The execution was hell.
Slack’s API has rate limits. GitHub’s webhook events are inconsistent. Email parsing is a nightmare. And syncing everything in real-time? Even Linear-a company with millions in funding and a world-class team-doesn’t do cross-platform integration well.
I realized this before I even started building the integrations. After spending 2 months on infrastructure, I looked at the integration requirements and thought: “If Linear can’t do this well, why do I think I can as a solo 15-year-old?”

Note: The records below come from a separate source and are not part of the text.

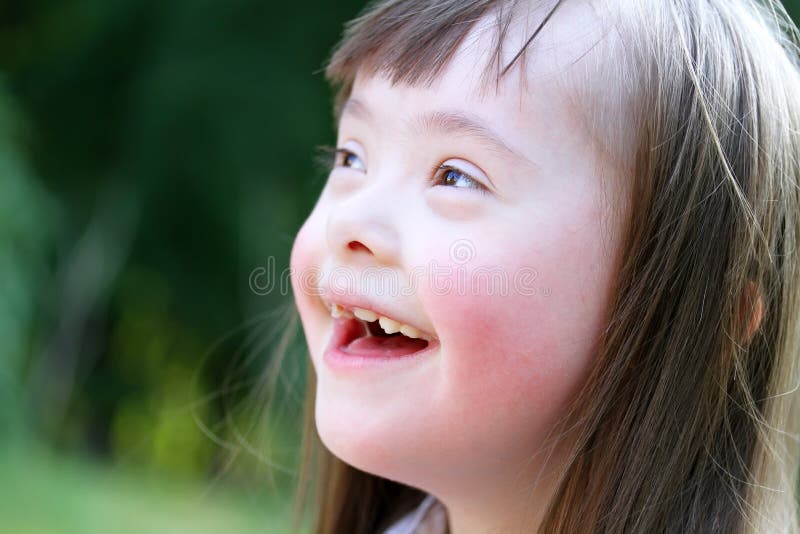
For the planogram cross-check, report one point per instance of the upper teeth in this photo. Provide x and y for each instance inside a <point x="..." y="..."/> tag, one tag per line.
<point x="390" y="326"/>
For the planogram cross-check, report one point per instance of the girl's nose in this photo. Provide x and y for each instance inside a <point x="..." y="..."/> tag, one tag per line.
<point x="361" y="227"/>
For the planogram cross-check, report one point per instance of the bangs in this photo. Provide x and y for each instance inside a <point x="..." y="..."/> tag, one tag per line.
<point x="412" y="41"/>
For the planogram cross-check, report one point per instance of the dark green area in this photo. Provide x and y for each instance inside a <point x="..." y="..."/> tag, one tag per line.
<point x="152" y="155"/>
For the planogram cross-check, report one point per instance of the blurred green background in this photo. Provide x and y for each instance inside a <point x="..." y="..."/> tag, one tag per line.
<point x="152" y="156"/>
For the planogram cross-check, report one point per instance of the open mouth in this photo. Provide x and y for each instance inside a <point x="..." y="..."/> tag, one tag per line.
<point x="358" y="337"/>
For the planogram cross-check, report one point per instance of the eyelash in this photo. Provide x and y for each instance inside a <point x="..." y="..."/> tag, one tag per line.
<point x="335" y="155"/>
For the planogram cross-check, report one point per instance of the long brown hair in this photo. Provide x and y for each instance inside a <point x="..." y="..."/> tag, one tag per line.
<point x="687" y="420"/>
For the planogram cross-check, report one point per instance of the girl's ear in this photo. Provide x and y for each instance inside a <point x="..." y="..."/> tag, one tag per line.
<point x="751" y="310"/>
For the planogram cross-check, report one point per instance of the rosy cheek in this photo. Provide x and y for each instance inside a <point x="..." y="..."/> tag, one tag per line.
<point x="504" y="354"/>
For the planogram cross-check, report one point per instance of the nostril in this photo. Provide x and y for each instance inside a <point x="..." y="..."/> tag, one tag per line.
<point x="357" y="245"/>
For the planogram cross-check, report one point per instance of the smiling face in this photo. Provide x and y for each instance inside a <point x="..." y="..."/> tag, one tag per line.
<point x="497" y="229"/>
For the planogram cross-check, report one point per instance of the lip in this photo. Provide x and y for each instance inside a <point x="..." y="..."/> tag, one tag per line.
<point x="351" y="302"/>
<point x="342" y="362"/>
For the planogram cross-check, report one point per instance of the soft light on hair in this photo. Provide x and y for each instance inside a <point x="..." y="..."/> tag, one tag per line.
<point x="687" y="422"/>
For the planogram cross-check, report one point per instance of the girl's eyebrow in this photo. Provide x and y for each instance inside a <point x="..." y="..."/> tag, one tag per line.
<point x="445" y="122"/>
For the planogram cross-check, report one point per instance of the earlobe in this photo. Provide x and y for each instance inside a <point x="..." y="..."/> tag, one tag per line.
<point x="751" y="310"/>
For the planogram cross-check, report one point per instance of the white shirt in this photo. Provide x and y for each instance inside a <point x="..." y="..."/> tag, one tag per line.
<point x="430" y="517"/>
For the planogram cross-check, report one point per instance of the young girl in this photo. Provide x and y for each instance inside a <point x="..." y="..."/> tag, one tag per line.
<point x="551" y="284"/>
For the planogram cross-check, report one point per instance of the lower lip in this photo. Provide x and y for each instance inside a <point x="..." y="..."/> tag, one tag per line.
<point x="339" y="360"/>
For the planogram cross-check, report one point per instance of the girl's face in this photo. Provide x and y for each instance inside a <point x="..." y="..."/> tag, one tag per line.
<point x="482" y="219"/>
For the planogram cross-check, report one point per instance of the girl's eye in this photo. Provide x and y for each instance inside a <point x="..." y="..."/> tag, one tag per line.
<point x="346" y="158"/>
<point x="451" y="176"/>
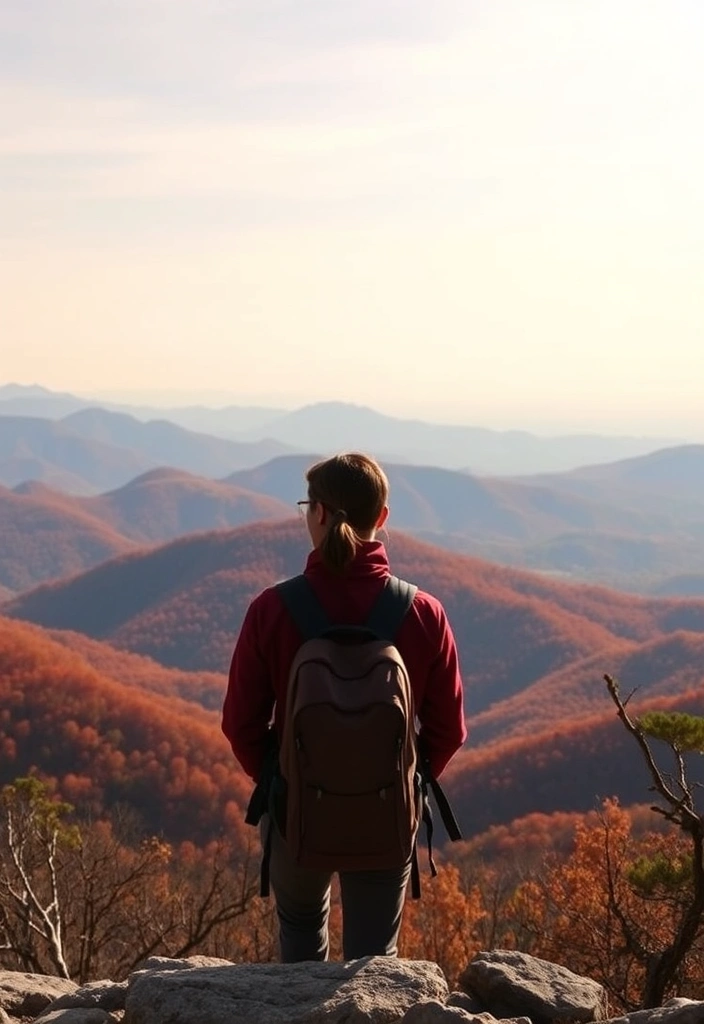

The answer: I probably can’t. Not as my first SaaS. Not when I need to learn marketing, sales, customer development, and viral content creation on top of the technical execution.
The skepticism:
I got 100 visitors per day to my landing page. 50 people joined the waitlist.
Then I started talking about it publicly.
The moment people learned my age, the questions started:
- “How could a 15-year-old build enterprise software?”
- “Is this actually production-ready or just a learning project?”
- “Do you even understand what you’re building?”
I thought the code would speak for itself. It didn’t. The dev community is skeptical-rightfully so. A teenager claiming to build what venture-backed teams struggle with? It sounds like nonsense, even when it isn’t.